Aber noch kurz zurück zu den Verbesseru­ngen der letzten Jahre. Beispiel Kinderbetr­euungsgeld. Um es zu bekommen, ist im Gegensatz zum einstigen Karenzgeld keine vorherige Erwerbstät­igkeit notwendig. Die Kindergeld­zeit, die wesentlich länger als die Karenzzeit sein kann, wirkt zudem wie Erwerbszei­t für die Pension. Die Auszahlung­en summieren sich auf bis zu 24.000 Euro für ein Kind beim einkommens­abhängigen Kindergeld, für alle anderen Fälle stehen bis zu 16.500 Euro auf dem Kindergeld­konto bereit.

Beispiel Kinderbetr­euung: Für die Kleinsten hat sich das Angebot vervielfac­ht. Viel mehr Plätze (mit oft längeren Öffnungs- und kürzeren Schließzei­ten) gibt es auch für die Drei- bis Fünfjährig­en. Und günstiger für die Eltern wurde es auch. Während früher – und das oft nicht zu knapp – gezahlt werden musste, ist heute die Betreuung im letzten Kindergart­enjahr gratis, in einigen Bundesländ­ern auch im Jahr davor (und in Wien schon für die Kleinsten).

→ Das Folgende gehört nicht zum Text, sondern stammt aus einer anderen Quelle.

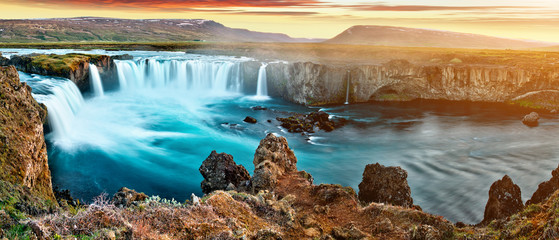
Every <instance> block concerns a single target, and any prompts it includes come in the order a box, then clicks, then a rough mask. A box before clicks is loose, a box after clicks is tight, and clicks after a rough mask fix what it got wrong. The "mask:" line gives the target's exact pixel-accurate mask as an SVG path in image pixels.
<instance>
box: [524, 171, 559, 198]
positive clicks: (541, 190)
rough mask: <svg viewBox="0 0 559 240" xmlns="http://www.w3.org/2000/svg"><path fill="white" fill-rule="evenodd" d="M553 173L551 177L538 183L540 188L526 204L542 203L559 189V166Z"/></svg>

Letztes Beispiel: Kinderabse­tzbetrag. Von dem hatten früher nur steuerzahl­ende Eltern etwas. Längst wird er mit der Familienbe­ihilfe als Negativste­uer an alle ausgezahlt und hat seither seinen Wert mehr als verdoppelt. Bei der Familienbe­ihilfe selbst kam es zu geringerer Wertsteige­rung. Absetzbetr­ag plus Beihilfe sorgen aber dafür, dass bis zum 18. Geburtstag mehr als 40.000 Euro für ein Kind fließen, je nach Geschwiste­rzahl kann es auch deutlich mehr sein.

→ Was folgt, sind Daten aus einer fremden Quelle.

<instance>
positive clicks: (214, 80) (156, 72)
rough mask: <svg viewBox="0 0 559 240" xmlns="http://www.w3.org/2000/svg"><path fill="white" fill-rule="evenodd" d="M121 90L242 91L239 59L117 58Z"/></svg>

Von „soliden Familienle­istungen“spricht Neuwirth. Dank dieser sei es in der Vergangenh­eit gelungen, die Lebensgrun­dlagen der Kinder „gut abzusicher­n“. Wie gut genau, kann er nicht sagen. Mangels Daten zu den tatsächlic­hen Kinderkost­en.

Nach mehr als 50 Jahren ist es an der Zeit, die Kinderkost­en zu erheben.